You can see that code 3 is far from Code 1 concise, the generator (yield) can maintain the simplicity of the code 1, but also to maintain the effect of code 3
Example code 4
Def FAB (max):
N, a, b = 0, 0, 1 while
n < max:
yield b
A, B = B, a + b
= n = 1
Perform
>>> for N in Fab (5):
print N
Simply put, the function of yield is to make a generator, a function with yield is no longer a normal function, the Python interpreter treats it as a generator, the call FAB (5) does not execute the FAB function, but instead returns a Iterab Le Object! When the For loop executes, each loop executes the code inside the FAB function, when executed to yield B, the FAB function returns an iteration value, and the next iteration, the code continues from the next statement in yield B, and the function's local variable looks exactly the same as before the last interrupt execution, so the function Continue execution until you meet yield again. It looks as if a function was interrupted several times by yield during normal execution, with each interrupt returning the current iteration value through yield.

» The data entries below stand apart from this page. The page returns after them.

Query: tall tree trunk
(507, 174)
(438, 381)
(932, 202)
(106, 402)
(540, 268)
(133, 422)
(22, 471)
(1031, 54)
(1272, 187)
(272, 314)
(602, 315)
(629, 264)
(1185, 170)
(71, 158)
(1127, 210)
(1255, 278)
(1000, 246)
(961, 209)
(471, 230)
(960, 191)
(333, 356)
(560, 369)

You can also manually invoke the next () method of the Fab (5) (Because Fab (5) is a generator object that has the next () method) so that we can see the fab execution process more clearly:
>>> f = Fab (3)
>>> f.next ()
1
>>> f.next ()
1
>>> f.next ()
2
>>> f.next ()
Traceback (most recent call last):
File "<pyshell#62>", line 1, <module>
f.next ()
stopiteration
Return action
In a generator, if there is no return, the default is done to the function, and if you encounter return, if you return during execution, throw stopiteration to terminate the iteration directly. For example
>>> s = Fab (5)
>>> s.next ()
1
>>> s.next ()
Traceback (most recent call last) :
File "<pyshell#66>", line 1, in <module>
s.next ()
stopiteration
Sample Code 5 File read
def read_file (Fpath):
block_size = 1024
with open (Fpath, ' RB ') as F: While
True: Block
= F.read ( Block_size)
if block:
yield blocks
else:
return
If you call the Read () method directly on a file object, it can cause unpredictable memory consumption. A good approach is to use a fixed-length buffer to continuously read the contents of the file. With yield, we no longer need to write an iterative class of read files, so we can easily implement file reading.